In 1917, Woodrow Wilson, with his wartime legislative agenda blocked by filibusters, forced the Senate to pass Rule XXII, which allowed a two-thirds majority to bring a floor debate to an end with a “cloture” vote. For decades, the rule was rarely used; between 1919 and 1971, there were only forty-nine cloture votes, fewer than one per year. In the seventies and eighties, the annual average rose to about a dozen. (Frustration with this increase led the Senate, in 1975, to lower the threshold for cloture to sixty votes.) In the nineties and early aughts, the average went up to twenty-five or thirty a year, as both parties escalated their use of the filibuster when they found themselves in the minority. After the Republicans lost their majority in 2006, filibusters became everyday events: there were a hundred and twelve cloture votes in 2007 and 2008, and this session Republicans are on target to break their own filibuster record.

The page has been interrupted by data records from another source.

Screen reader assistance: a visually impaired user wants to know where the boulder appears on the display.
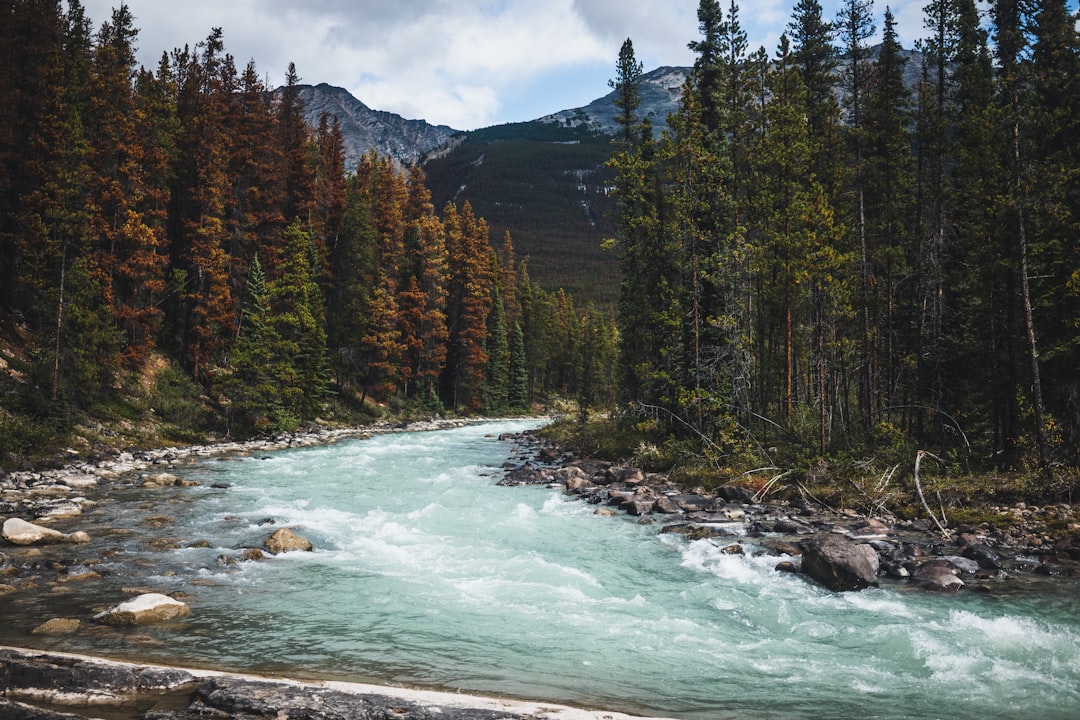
[802,533,879,592]
[143,473,180,488]
[716,485,754,503]
[620,495,657,517]
[963,543,1004,570]
[912,558,963,593]
[652,497,680,515]
[0,517,64,545]
[30,617,82,635]
[262,528,313,555]
[94,593,191,625]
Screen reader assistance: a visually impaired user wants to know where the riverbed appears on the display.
[0,421,1080,720]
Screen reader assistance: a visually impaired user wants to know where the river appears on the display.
[0,421,1080,720]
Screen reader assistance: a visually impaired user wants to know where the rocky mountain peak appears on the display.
[291,83,461,172]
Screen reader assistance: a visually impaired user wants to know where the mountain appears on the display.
[300,47,922,307]
[293,83,461,172]
[538,67,691,137]
[424,121,619,307]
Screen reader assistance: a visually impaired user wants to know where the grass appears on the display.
[542,411,1080,527]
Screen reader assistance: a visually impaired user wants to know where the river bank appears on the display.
[501,427,1080,592]
[0,418,1072,717]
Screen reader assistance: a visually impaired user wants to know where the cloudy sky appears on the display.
[83,0,928,130]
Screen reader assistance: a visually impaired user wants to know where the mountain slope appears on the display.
[539,67,691,136]
[424,121,619,307]
[295,83,460,172]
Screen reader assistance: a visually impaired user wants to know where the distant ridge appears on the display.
[539,67,691,135]
[287,83,461,173]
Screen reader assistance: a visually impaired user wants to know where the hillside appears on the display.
[424,121,619,307]
[293,83,460,172]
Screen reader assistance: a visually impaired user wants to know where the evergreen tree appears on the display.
[1027,0,1080,463]
[862,9,915,427]
[608,38,644,145]
[442,202,495,410]
[507,322,529,411]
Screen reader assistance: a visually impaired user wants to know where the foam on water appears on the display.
[10,422,1080,720]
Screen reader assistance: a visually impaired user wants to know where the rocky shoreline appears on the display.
[500,433,1080,592]
[0,419,1080,720]
[0,647,660,720]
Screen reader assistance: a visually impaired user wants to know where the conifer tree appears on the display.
[1028,0,1080,463]
[442,202,495,410]
[507,322,529,411]
[863,9,915,426]
[87,5,171,367]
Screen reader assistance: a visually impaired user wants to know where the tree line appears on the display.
[0,0,616,445]
[611,0,1080,475]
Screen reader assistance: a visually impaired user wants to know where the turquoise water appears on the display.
[4,422,1080,720]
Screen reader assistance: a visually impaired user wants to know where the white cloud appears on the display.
[73,0,954,130]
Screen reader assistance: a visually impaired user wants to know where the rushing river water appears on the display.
[6,421,1080,720]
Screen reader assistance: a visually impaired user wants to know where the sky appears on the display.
[82,0,946,130]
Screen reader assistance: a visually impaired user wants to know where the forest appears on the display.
[0,0,1080,498]
[0,0,616,455]
[611,0,1080,497]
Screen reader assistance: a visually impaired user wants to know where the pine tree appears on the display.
[507,322,529,412]
[87,5,172,367]
[442,202,495,410]
[836,0,876,431]
[608,38,644,145]
[1028,0,1080,463]
[483,285,510,413]
[862,10,915,426]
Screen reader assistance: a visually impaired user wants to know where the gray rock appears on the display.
[802,533,879,592]
[30,617,82,635]
[264,528,313,555]
[912,558,963,593]
[942,555,978,575]
[0,517,64,545]
[94,593,191,625]
[963,543,1004,570]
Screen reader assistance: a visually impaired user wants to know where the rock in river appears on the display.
[264,528,312,555]
[94,593,191,625]
[3,517,64,545]
[802,533,879,590]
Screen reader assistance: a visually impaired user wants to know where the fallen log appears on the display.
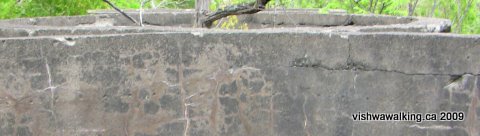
[202,0,270,28]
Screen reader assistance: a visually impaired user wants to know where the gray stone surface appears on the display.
[0,10,480,136]
[0,32,480,136]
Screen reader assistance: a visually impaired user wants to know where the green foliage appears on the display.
[0,0,480,34]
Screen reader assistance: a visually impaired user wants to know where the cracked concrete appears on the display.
[0,11,480,136]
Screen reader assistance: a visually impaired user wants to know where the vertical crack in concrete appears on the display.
[302,94,311,136]
[270,89,275,135]
[465,77,480,136]
[177,45,190,136]
[40,48,57,134]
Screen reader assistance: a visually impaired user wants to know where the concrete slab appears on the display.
[0,10,480,136]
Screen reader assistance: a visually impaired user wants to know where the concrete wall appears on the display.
[0,30,480,136]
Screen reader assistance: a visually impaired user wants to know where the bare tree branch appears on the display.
[202,0,270,28]
[103,0,139,24]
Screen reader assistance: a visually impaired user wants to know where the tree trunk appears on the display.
[198,0,270,28]
[195,0,211,27]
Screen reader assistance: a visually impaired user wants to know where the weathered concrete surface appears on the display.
[0,9,451,37]
[0,30,480,136]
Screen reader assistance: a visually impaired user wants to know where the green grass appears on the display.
[0,0,480,34]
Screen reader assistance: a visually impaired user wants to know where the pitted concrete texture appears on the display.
[0,10,480,136]
[0,9,451,37]
[0,32,480,136]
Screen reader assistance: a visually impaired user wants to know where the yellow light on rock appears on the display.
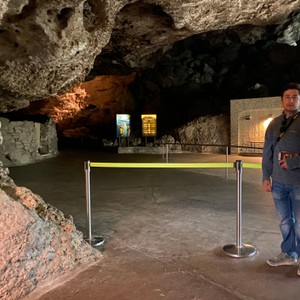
[263,117,273,129]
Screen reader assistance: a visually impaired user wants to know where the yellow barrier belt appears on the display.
[90,162,261,169]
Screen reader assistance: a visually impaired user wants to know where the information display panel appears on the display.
[141,115,157,137]
[116,114,130,137]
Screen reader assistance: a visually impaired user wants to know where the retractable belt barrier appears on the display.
[84,160,261,258]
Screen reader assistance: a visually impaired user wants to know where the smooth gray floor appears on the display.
[10,150,300,300]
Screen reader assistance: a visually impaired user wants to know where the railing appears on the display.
[84,160,261,258]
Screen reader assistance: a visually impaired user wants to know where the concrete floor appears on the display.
[10,150,300,300]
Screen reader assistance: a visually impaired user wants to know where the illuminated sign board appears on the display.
[142,115,156,136]
[116,114,130,137]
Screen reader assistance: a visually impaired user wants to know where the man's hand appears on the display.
[263,179,272,192]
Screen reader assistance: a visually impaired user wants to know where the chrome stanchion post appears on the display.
[223,160,256,258]
[166,144,169,163]
[225,146,228,179]
[84,160,104,247]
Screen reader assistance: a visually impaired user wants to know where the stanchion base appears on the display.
[84,236,105,247]
[223,244,256,258]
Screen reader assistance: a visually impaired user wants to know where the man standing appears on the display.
[262,83,300,276]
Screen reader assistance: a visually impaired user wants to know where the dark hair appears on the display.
[281,82,300,97]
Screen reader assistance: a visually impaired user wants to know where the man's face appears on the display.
[282,89,300,114]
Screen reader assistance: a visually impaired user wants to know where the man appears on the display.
[262,83,300,276]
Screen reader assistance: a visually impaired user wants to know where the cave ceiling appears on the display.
[0,0,300,112]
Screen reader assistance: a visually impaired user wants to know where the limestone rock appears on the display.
[0,0,300,111]
[0,178,101,300]
[176,115,229,153]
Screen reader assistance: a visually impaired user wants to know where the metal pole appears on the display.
[225,146,228,179]
[84,160,105,247]
[84,160,92,244]
[166,144,169,163]
[236,160,243,248]
[223,160,256,258]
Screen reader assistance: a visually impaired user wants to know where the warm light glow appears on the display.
[264,117,273,129]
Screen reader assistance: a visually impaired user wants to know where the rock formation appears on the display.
[0,0,300,112]
[0,0,300,299]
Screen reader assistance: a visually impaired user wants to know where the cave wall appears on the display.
[0,118,58,167]
[230,96,282,154]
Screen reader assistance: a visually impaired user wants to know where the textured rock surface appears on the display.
[0,118,58,167]
[177,115,229,153]
[0,0,300,111]
[0,173,101,300]
[28,73,135,139]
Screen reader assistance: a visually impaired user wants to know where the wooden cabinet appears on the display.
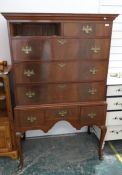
[3,13,117,166]
[0,67,18,159]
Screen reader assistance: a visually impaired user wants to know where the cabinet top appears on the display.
[2,13,118,22]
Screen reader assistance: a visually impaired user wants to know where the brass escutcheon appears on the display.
[22,46,32,55]
[58,63,66,68]
[25,91,36,98]
[89,67,98,75]
[91,47,101,53]
[88,88,97,95]
[24,69,35,77]
[58,84,66,89]
[82,25,92,34]
[57,39,66,45]
[27,116,37,123]
[57,110,68,117]
[88,112,96,118]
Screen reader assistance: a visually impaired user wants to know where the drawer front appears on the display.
[106,111,122,126]
[12,37,110,61]
[14,108,44,129]
[14,61,107,83]
[107,85,122,96]
[16,82,105,105]
[80,105,106,125]
[64,21,112,37]
[105,125,122,140]
[12,37,52,61]
[45,107,79,122]
[53,38,110,60]
[107,97,122,110]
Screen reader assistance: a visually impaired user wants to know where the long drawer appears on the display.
[12,37,110,61]
[107,85,122,96]
[14,102,106,131]
[14,108,45,129]
[14,61,107,83]
[16,82,105,105]
[80,105,106,126]
[106,111,122,126]
[63,21,112,38]
[105,125,122,140]
[14,106,80,131]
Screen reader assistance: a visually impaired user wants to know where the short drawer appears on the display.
[107,85,122,96]
[45,106,80,122]
[105,125,122,141]
[64,21,112,37]
[106,111,122,126]
[107,97,122,110]
[12,37,52,61]
[14,108,44,129]
[16,82,105,105]
[14,61,107,83]
[80,105,106,125]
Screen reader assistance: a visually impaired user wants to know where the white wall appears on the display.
[0,0,122,136]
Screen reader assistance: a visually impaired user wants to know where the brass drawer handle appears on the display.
[113,117,122,120]
[110,73,118,77]
[91,47,101,53]
[110,72,122,78]
[57,39,66,45]
[58,63,66,68]
[27,116,37,123]
[24,69,35,77]
[22,46,32,55]
[57,110,68,117]
[82,25,92,34]
[25,91,36,98]
[89,67,98,75]
[88,88,97,95]
[110,130,122,134]
[58,84,66,89]
[114,102,122,106]
[88,112,96,118]
[116,88,122,92]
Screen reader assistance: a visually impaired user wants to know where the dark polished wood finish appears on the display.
[3,13,117,167]
[0,65,18,159]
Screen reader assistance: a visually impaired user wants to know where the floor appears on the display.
[0,133,122,175]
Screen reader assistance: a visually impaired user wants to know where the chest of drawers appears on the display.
[3,13,117,166]
[105,85,122,140]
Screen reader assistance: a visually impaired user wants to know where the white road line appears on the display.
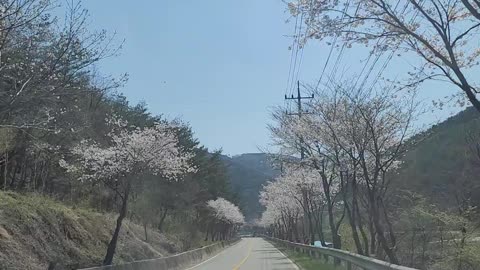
[185,239,243,270]
[270,243,300,270]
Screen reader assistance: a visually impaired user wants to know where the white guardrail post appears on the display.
[262,235,418,270]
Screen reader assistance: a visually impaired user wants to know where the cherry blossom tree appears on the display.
[260,178,303,242]
[207,198,245,240]
[60,117,194,265]
[289,0,480,111]
[271,83,416,263]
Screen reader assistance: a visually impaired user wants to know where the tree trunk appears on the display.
[103,185,130,265]
[143,222,148,242]
[158,208,168,232]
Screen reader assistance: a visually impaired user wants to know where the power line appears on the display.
[285,81,315,159]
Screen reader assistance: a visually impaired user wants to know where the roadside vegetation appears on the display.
[270,246,345,270]
[0,0,243,269]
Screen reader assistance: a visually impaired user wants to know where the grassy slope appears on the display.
[0,192,178,269]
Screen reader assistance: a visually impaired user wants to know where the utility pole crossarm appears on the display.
[285,81,315,159]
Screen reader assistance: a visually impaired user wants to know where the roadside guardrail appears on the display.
[262,235,418,270]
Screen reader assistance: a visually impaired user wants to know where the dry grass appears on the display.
[0,192,178,270]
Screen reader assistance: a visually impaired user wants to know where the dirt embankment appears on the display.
[0,192,178,270]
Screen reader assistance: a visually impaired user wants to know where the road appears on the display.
[186,238,298,270]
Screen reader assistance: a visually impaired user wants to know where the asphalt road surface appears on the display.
[186,238,298,270]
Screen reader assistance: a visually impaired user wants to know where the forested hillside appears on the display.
[394,107,480,211]
[223,153,279,221]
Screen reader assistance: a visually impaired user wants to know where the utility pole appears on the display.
[285,81,315,159]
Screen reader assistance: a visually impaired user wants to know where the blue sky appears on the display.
[79,0,462,155]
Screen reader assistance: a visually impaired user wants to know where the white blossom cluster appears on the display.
[60,117,194,181]
[259,165,325,227]
[207,198,245,224]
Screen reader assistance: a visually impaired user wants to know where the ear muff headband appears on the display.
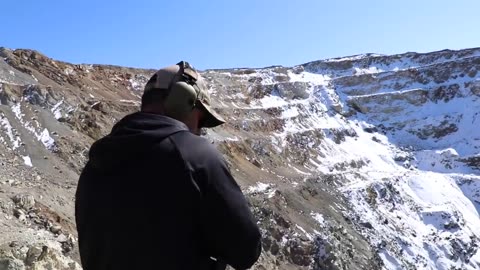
[164,61,200,120]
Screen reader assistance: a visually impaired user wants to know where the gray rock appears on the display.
[13,194,35,210]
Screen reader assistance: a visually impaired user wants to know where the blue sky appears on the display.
[0,0,480,69]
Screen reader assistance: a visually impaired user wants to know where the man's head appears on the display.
[142,61,225,134]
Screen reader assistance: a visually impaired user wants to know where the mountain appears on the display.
[0,48,480,269]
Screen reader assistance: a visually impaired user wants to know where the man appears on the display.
[75,61,261,270]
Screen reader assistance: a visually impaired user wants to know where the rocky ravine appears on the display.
[0,48,480,269]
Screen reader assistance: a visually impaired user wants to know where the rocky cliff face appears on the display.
[0,49,480,269]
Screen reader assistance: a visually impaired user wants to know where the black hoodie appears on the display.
[75,113,261,270]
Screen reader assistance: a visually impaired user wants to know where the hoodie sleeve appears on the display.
[202,149,261,269]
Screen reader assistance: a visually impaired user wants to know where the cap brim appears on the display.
[200,102,226,128]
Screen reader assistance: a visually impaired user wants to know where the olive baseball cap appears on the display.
[144,61,225,128]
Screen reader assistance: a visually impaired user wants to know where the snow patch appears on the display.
[310,212,326,227]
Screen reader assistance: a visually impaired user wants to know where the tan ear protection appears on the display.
[163,61,200,120]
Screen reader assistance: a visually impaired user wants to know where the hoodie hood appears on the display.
[89,112,189,169]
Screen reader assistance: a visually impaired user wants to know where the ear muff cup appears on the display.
[164,82,198,120]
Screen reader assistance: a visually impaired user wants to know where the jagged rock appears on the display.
[13,194,35,211]
[13,208,27,221]
[0,257,25,270]
[25,247,43,266]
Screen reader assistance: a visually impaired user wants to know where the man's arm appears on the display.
[202,153,262,269]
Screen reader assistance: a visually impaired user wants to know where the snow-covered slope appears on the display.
[207,49,480,269]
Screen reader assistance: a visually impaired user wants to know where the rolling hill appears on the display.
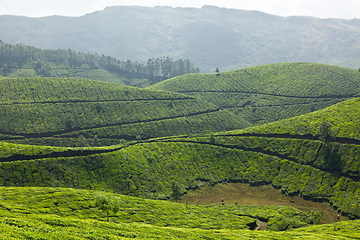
[0,98,360,218]
[0,78,248,146]
[148,62,360,125]
[0,40,199,86]
[0,187,359,240]
[0,6,360,72]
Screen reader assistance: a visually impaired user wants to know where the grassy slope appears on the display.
[232,98,360,140]
[0,6,360,72]
[0,187,313,230]
[0,187,360,239]
[0,78,247,146]
[149,63,360,125]
[0,99,360,217]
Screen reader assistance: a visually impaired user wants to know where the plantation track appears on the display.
[175,90,358,99]
[159,140,360,182]
[0,134,360,182]
[0,97,194,105]
[0,109,219,140]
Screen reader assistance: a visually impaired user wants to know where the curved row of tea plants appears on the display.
[149,63,360,125]
[0,78,248,146]
[231,98,360,140]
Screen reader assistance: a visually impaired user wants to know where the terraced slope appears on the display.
[0,98,360,218]
[149,62,360,125]
[233,98,360,140]
[0,212,360,240]
[0,78,248,146]
[0,187,314,230]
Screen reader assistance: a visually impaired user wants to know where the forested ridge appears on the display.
[0,40,199,85]
[0,78,249,146]
[149,62,360,125]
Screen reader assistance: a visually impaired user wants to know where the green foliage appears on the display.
[170,180,182,201]
[233,98,360,139]
[0,78,248,147]
[310,211,322,224]
[0,6,360,72]
[0,43,199,86]
[94,195,119,221]
[319,121,333,144]
[149,62,360,125]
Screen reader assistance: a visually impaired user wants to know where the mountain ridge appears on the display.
[0,6,360,72]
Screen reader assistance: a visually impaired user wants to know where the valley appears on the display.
[0,46,360,239]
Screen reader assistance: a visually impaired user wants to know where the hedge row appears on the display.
[0,140,360,217]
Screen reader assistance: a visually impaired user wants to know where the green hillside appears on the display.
[0,40,199,86]
[0,78,248,146]
[0,6,360,73]
[149,62,360,125]
[0,187,314,230]
[0,99,360,218]
[0,187,360,240]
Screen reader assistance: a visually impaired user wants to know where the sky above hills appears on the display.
[0,0,360,19]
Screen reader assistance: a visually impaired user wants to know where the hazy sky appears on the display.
[0,0,360,19]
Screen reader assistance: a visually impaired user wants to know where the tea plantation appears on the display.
[149,62,360,125]
[0,78,248,146]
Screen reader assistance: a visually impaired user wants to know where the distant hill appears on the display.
[0,6,360,72]
[0,98,360,218]
[149,62,360,125]
[0,40,199,86]
[0,78,249,146]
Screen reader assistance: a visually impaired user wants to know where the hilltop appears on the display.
[0,187,359,239]
[149,62,360,125]
[0,6,360,72]
[0,78,248,146]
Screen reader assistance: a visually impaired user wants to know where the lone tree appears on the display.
[171,180,182,202]
[95,195,120,221]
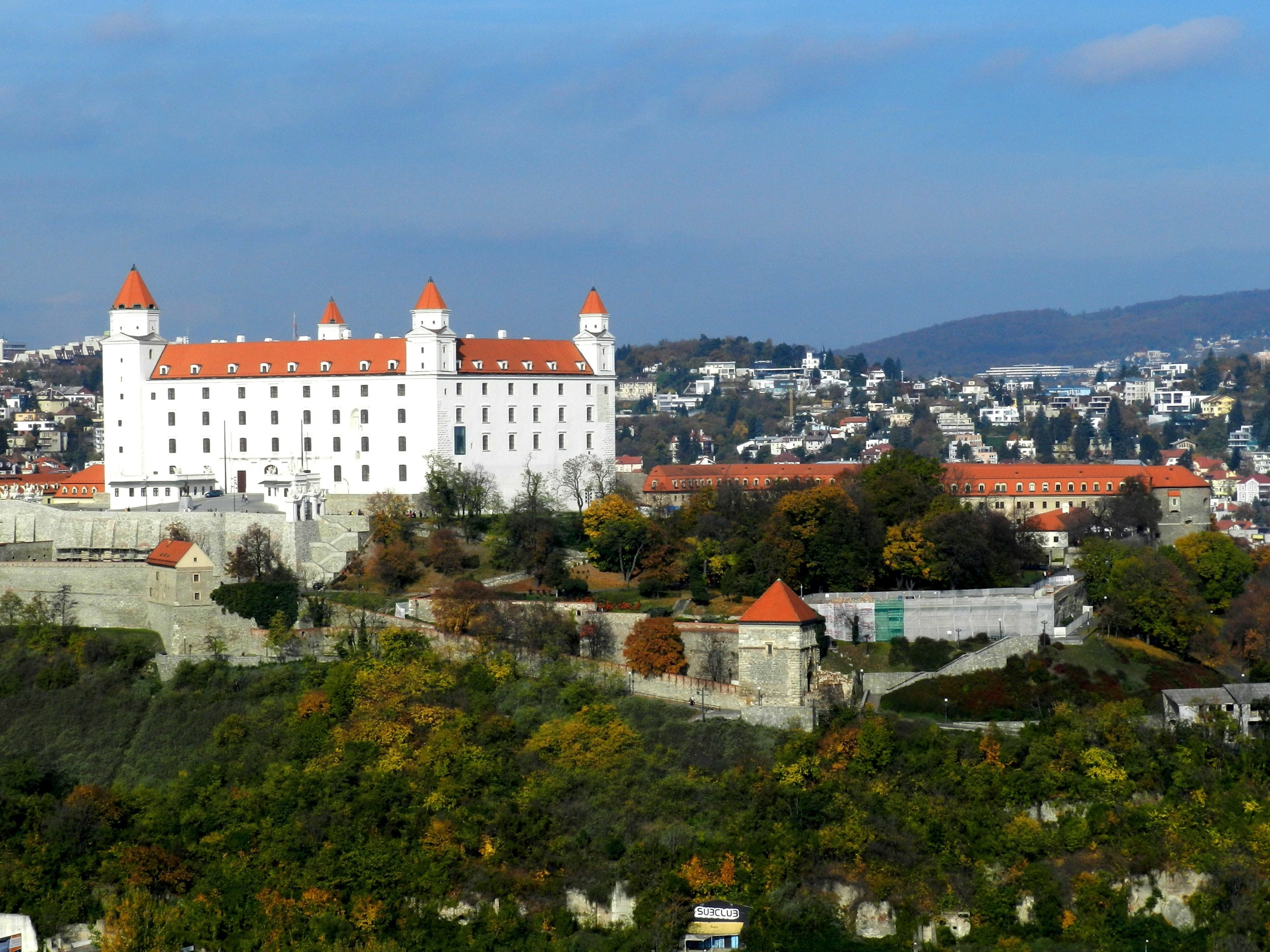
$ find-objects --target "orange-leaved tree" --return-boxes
[622,618,687,678]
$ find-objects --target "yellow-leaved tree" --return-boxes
[524,705,639,771]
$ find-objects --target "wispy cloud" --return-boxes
[88,7,168,43]
[1057,16,1242,84]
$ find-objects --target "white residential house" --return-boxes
[1151,390,1195,414]
[1235,472,1270,502]
[979,403,1019,427]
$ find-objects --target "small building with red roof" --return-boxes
[146,538,216,607]
[737,579,824,723]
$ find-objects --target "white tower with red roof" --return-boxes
[102,265,168,499]
[318,298,353,340]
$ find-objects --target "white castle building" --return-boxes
[102,268,616,518]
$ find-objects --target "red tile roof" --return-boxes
[414,278,446,311]
[457,337,595,375]
[578,288,609,313]
[113,265,158,310]
[741,579,820,624]
[146,538,194,569]
[150,337,405,379]
[150,337,595,379]
[318,298,344,324]
[944,463,1208,496]
[644,463,860,492]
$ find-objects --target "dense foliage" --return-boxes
[0,628,1270,952]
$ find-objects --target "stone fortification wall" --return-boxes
[0,562,150,628]
[0,500,370,582]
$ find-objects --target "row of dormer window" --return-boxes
[159,361,397,377]
[144,381,609,400]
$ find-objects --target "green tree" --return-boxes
[1173,532,1256,612]
[1076,536,1131,606]
[1105,549,1213,653]
[857,450,944,525]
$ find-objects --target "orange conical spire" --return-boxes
[578,288,609,313]
[318,298,344,324]
[414,278,446,311]
[113,265,159,311]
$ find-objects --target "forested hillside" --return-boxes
[0,628,1270,952]
[840,291,1270,375]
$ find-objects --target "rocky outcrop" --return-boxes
[856,903,895,939]
[1125,870,1213,929]
[564,882,635,928]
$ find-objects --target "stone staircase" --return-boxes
[293,516,371,582]
[855,635,1040,709]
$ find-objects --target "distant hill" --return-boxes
[838,291,1270,375]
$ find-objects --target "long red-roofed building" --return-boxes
[644,462,1211,543]
[103,269,616,508]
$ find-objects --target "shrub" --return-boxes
[428,529,467,575]
[622,618,687,678]
[639,575,666,598]
[212,582,300,628]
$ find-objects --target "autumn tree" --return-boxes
[582,494,649,584]
[1106,549,1213,651]
[428,528,463,575]
[225,523,293,582]
[366,490,411,546]
[1173,532,1253,612]
[622,618,687,678]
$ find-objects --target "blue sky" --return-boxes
[0,0,1270,346]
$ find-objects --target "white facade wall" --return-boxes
[103,299,616,509]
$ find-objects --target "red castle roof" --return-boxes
[414,278,446,311]
[113,265,159,311]
[578,288,609,313]
[146,538,194,569]
[741,579,820,624]
[318,298,344,324]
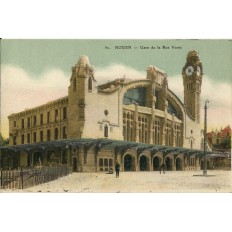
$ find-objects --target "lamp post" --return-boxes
[203,99,209,176]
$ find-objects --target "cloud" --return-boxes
[168,75,232,131]
[1,64,232,137]
[1,65,69,137]
[95,64,146,84]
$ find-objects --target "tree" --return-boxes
[214,136,231,149]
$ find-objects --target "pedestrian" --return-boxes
[115,162,120,178]
[162,163,165,174]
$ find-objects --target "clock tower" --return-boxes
[182,51,203,123]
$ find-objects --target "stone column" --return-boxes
[134,103,139,142]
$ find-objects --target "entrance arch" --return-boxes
[73,157,77,172]
[165,157,172,171]
[153,156,160,171]
[176,157,182,171]
[124,154,135,172]
[33,152,43,166]
[139,155,148,171]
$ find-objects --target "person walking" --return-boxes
[115,162,120,178]
[159,163,165,174]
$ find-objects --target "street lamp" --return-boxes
[203,99,209,176]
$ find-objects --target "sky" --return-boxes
[1,39,232,137]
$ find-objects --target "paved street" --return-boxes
[0,171,232,193]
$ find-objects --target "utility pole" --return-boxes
[203,99,209,176]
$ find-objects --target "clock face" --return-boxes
[197,66,201,76]
[185,66,194,77]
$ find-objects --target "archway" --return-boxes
[176,157,182,171]
[73,157,77,172]
[61,150,68,164]
[33,152,43,166]
[139,155,147,171]
[124,154,135,172]
[165,157,172,171]
[153,156,160,171]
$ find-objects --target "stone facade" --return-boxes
[4,51,208,172]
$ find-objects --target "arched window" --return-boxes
[104,125,108,137]
[88,77,92,91]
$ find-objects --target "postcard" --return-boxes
[0,39,232,193]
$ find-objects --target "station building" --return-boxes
[0,51,214,172]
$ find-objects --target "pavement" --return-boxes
[0,170,232,193]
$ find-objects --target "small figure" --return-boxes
[115,162,120,178]
[160,163,165,174]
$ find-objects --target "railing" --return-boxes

“They’ll get over it,” Alexander said of the Democrats’ enthusiasm for [reforming the filibuster]. “And they’ll get over it quicker if they’re in the minority next January. Because they’ll instantly see the value of slowing the Senate down to consider whatever they have to say.” He added that the Senate “may be getting done about as much as the American people want done.” The President’s ambitious agenda, after all, has upset a lot of voters, across the political spectrum. None of the Republicans I spoke to agreed with the contention that the Senate is “broken.” Alexander claimed that he and other Republicans were exercising the moderating, thoughtful influence on legislation that the founders wanted in the Senate. “The Senate wasn’t created to be efficient,” he argued. “It was created to be inefficient.”
The piece concludes:
On July 21st, President Obama signed the completed bill. The two lasting achievements of this Senate, financial regulation and health care, required a year and a half of legislative warfare that nearly destroyed the body. They depended on a set of circumstances—a large majority of Democrats, a charismatic President with an electoral mandate, and a national crisis—that will not last long or be repeated anytime soon. Two days after financial reform became law, Harry Reid announced that the Senate would not take up comprehensive energy-reform legislation for the rest of the year. And so climate change joined immigration, job creation, food safety, pilot training, veterans’ care, campaign finance, transportation security, labor law, mine safety, wildfire management, and scores of executive and judicial appointments on the list of matters that the world’s greatest deliberative body is incapable of addressing. Already, you can feel the Senate slipping back into stagnant waters.